Stefania is originally from the colorful region of Puglia in southern Italy. But when she was granted a scholarship to study abroad, she randomly ticked a box on her application form, and as a result, she was soon settling down in sunny Barcelona. Andreu, who has both Portuguese and Catalan blood running through his veins, settled in the city with his family in 1986. The story of this international and entrepreneurial couple was finally initiated when a common denominator – their work as event planners – brought them together. A year later, a passion for gastronomy and culture had become an evident part of their lives and In (Andreu) & Out (Stefania) Barcelona was born. We chatted with the two to find out more about their blog, the gastronomic scene of Barcelona and naturally, to learn about the Barcelona Foodie Guide.
Could you tell us a bit more about your blog In&Out Barcelona and your vision behind it?
In&Out Barcelona is your blog if you are looking for a sincere reading; if you are interested on food trends of the city; and if you are looking for places with soul, young and independent chefs and entrepreneurs.
A lot of things have changed from the early beginnings of the blog when we took photos with our mobiles, but the essence is the same: we write about bars, restaurants and events, which all contribute in building a better world because their view is innovative or romantically traditional.
You have also co-written a book about Barcelona’s best independent restaurants, cafés and bars. How did the idea for the Barcelona Foodie Guide come about? What was your motivation and inspiration as a team?
The idea of these guides – The Ultimate Barcelona Foodie Guide and 24 Hour Foodie People –came from Marta Garreta of Lamaga Comunica. This young and fresh communication agency was proposing O Lo Comes O Lo Dejas and us to identify the top independent and innovative bars, restaurants and food trucks of Barcelona – they trusted our criteria, and we decided to include our very favorites in these two guides. As food bloggers, Serge and Laura from O Lo Comes O Lo Dejas and Andreu and myself are familiar with a lot of nice places in the city, so it was easy to write and shoot our top, as well as transmit their concept.
We are really proud of the guides as they, indeed, are demonstrating the fact that collaboration is the key in building new projects and in promoting independent talents.

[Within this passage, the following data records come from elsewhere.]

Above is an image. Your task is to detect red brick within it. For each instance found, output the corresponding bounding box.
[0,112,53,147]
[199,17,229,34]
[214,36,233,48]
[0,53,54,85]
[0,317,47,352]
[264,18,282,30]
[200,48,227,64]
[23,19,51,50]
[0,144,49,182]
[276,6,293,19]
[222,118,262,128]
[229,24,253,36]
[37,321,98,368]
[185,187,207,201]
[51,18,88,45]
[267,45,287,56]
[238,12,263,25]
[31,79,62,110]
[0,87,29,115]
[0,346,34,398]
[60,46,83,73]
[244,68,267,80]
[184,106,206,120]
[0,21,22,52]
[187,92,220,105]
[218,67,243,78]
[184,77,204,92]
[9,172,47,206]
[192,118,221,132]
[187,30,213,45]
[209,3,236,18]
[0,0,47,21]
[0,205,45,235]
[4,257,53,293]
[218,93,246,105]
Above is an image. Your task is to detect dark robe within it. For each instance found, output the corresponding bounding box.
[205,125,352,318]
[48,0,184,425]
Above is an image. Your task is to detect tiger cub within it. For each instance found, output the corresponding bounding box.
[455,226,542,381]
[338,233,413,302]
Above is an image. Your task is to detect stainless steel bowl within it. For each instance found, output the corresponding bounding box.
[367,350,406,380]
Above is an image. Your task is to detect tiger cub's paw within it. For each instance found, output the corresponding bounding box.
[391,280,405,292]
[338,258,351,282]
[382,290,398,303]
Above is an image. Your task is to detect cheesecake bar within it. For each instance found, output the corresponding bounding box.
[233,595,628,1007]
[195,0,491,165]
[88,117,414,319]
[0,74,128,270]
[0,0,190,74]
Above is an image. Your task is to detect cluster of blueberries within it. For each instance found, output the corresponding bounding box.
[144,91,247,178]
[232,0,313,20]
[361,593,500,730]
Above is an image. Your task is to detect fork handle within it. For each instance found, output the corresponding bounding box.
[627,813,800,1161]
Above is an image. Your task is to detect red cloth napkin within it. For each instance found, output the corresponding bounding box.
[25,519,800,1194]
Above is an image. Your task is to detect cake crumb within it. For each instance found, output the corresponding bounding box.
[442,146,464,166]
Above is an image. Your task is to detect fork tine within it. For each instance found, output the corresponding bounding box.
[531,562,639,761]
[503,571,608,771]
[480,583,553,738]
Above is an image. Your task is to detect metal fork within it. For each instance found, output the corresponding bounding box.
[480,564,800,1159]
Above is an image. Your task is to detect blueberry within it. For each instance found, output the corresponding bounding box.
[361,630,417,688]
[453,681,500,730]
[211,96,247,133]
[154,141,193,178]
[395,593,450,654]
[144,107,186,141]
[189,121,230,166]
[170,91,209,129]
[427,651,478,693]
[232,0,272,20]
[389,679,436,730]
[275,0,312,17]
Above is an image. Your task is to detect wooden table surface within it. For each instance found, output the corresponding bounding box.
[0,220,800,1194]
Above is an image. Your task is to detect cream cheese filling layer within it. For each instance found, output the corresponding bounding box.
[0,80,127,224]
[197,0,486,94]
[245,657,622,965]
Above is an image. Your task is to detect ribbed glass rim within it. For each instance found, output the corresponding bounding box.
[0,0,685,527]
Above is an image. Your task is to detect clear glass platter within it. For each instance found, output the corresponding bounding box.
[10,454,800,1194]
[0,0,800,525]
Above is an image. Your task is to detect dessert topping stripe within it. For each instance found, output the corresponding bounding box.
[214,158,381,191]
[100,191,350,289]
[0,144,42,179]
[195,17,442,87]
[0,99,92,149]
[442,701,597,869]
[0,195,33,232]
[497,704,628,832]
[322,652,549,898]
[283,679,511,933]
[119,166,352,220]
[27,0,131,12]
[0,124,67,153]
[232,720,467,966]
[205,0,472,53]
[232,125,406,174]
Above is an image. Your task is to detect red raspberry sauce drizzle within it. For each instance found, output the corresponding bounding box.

How do you perceive Barcelona’s gastronomic scene at the moment, and what have been some of the most significant changes over the past few years?
Variety is maybe the most adequate word to describe Barcelona’s gastronomic scene. We have some great and famous chefs whose talent is recognized all over the world and a new wave of young entrepreneurs who are willing to bring something new to the city.
Just consider Onna Coffee or Satan’s Coffee Corner; it was impossible to think about speciality coffeeshops many years ago. Or take a look at Hiro and his incredible Ramen or Laura Veraguas and her concerns about respect of nature and food or the professionalism of several food trucks like Caravan Made or Eureka. Actually, in our first guide – The Ultimate Foodie Guide – we only included five food trucks as the best ones to describe this phenomenon in Barcelona.
There are many good (and terrible) restaurants in Barcelona – what is the most important thing for you guys when going about choosing a place to eat and drink ?
For us, the most important thing is quality of food and honesty towards what you are offering to your clients and towards your professional role. And last but not least, the service. There are too many places where the staff is not professional at all – they might not be trained and do not transmit any good feelings.
Having said this, thanks to the two guides we’ve had the pleasure of working with, we have been in touch with a lot of young chefs as well as coffee and ice cream makers with small businesses – people with big projects and big hearts; these are the places where we want to be.
There are several publications and guides about Barcelona’s gastronomic scene – tell us what makes the 24 Hour Foodie People special?
No money has exchanged hands for the restaurants and cafés to be featured in the guides. All you can see and read there is because we wanted the places to be featured. We are proud to be different in this specific way from many other guides and blogs.
Our last guide, 24 Hour Foodie People, has been compiled according to the moment of a day: coffee (only specialty coffeeshops), lunch, snack, afterwork and dinner. Basically, you can choose your best moment to taste Barcelona, and this is also quite unique.
And of course, the design by Lamaga is very attractive, and the pictures by O Lo Comes O Lo Dejas and In&Out Barcelona make the 24 Hour Foodie People everything else but boring!
We have also included a map in there so you can easily find places, trace your tour and take the guide with you since it comes in pocket size.
Who is the chef you would most like to have dinner with?
Stefania: Hiro of Ramen Ya Hiro.
Andreu: Marc and Raquel of Casa Xica.